About Jordan Dale Covin and his research


Jordan Dale Covin
Jordan Dale Covin
Jordan Dale Covin was a most determined young man. Although faced with repeated personal catastrophes, he consistently inspired us with his courage and optimism.

Jordan's M.S. thesis was interrupted by a year of cancer therapy. He surveyed soil nitrogen throughout the cordgrass marsh at Tijuana Estuary in 1981. Then, cancer struck. He returned in 1983, hopeful that his disease was in remission. He carried out an ambitious experimental study that tested the importance of nitrogen additions to salt marsh vegetation. His work was a landmark for Pacific coastal marsh science. His experiment was of a kind that had never been done before--he simultaneously tested the importance of nutrients to plant growth and to competitive interactions between the two marsh dominants, cordgrass and pickleweed.

Jordan's study earned him an M.S. degree in 1984. His work forms the basis of our understanding of the role of nitrogen in coastal marshes. Through his work, we know that nitrogen is limiting to cordgrass growth, that nitrogen is highly variable in the marsh soils, and that concentration levels in the soil can not predict cordgrass growth--it's the addition rate that needs to be known.

From Jordan's work, we also know that adding nitrogen won't necessarily increase the biomass of cordgrass, because pickleweed is a better competitor for nitrogen. His study demonstrates how important it is to examine more than one factor at a time. Cordgrass benefited from nitrogen fertilization only when pickleweed was absent. Even without competitors, it appeared that increased nitrogen in the leaves of cordgrass fostered attack by an herbivorous fly.

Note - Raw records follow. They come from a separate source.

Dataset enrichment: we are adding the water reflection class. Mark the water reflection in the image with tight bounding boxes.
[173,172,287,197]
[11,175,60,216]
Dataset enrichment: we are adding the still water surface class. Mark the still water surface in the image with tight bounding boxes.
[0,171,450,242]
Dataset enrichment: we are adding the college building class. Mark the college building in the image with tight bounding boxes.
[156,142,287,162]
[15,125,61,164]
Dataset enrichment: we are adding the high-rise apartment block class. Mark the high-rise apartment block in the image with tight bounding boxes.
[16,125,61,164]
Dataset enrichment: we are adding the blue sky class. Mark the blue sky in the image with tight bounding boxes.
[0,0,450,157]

The fly proved to be a new species of the genus Incertella. Jordan later set up experiments to determine the importance of the herbivore to cordgrass growth. Through NOAA's National Estuarine Research Reserve program, he carried out an innovative experiment--the first attempt to rear our Pacific species of cordgrass in mesocosms. This taught us more about the plant's requirements for growth. He fertilized the cordgrass soils and used insecticide to eliminate flies from half the plots. The fly had its own agenda, however; it didn't persist on the transplanted cordgrass. That suggested more questions about what it takes to construct salt marsh mesocosms that are suitable representatives of the real system.

Jordan maintained our salt marsh vegetation monitoring program for several years. His persistence and consistency of sampling produced a long-term data set all that has benefited all of us who work on southern California salt marshes--it is the backbone for our knowledge of vegetation dynamics.

Through his research and monitoring activities, Jordan played an integral role in establishing the Pacific Estuarine Research Laboratory, including the experimental facilities at Tijuana Estuary and the research group at SDSU.

Jordan died of Hodgkins Disease on October 22, 1988, at the age of 32. He will always be remembered for his courage, determination, and optimism. His impact on wetland science was significant. His brief career serves as a model, not only for the contributions he made to our knowledge, but also for his approach to his work. I have never known a more dedicated and persistent individual who was simultaneously such an enjoyable colleague.